Number of unset bit left of most significant set bit?

Question

Assuming the 64bit integer 0x000000000000FFFF which would be represented as

00000000 00000000  00000000 00000000
00000000 00000000 >11111111 11111111

How do I find the amount of unset bits to the left of the most significant set bit (the one marked with >) ?

Answer 1

In straight C (long long are 64 bit on my setup), taken from similar Java implementations: (updated after a little more reading on Hamming weight)

A little more explanation: The top part just sets all bit to the right of the most significant 1, and then negates it. (i.e. all the 0's to the 'left' of the most significant 1 are now 1's and everything else is 0).

Then I used a Hamming Weight implementation to count the bits.

unsigned long long i = 0x0000000000000000LLU;

i |= i >> 1;
i |= i >> 2;
i |= i >> 4;
i |= i >> 8;
i |= i >> 16;
i |= i >> 32;
// Highest bit in input and all lower bits are now set.
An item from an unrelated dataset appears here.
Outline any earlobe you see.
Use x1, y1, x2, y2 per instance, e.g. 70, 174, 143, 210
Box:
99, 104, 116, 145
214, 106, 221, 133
Invert to set the bits to count.
i=~i;

i -= (i >> 1) & 0x5555555555555555LLU; // each 2 bits now contains a count
i = (i & 0x3333333333333333LLU) + ((i >> 2) & 0x3333333333333333LLU); // each 4 bits now contains a count
i = (i + (i >> 4)) & 0x0f0f0f0f0f0f0f0fLLU; // each 8 bits now contains a count 
i *= 0x0101010101010101LLU; // add each byte to all the bytes above it
i >>= 56; // the number of bits

printf("Leading 0's = %lld\n", i);

I'd be curious to see how this was efficiency wise. Tested it with several values though and it seems to work.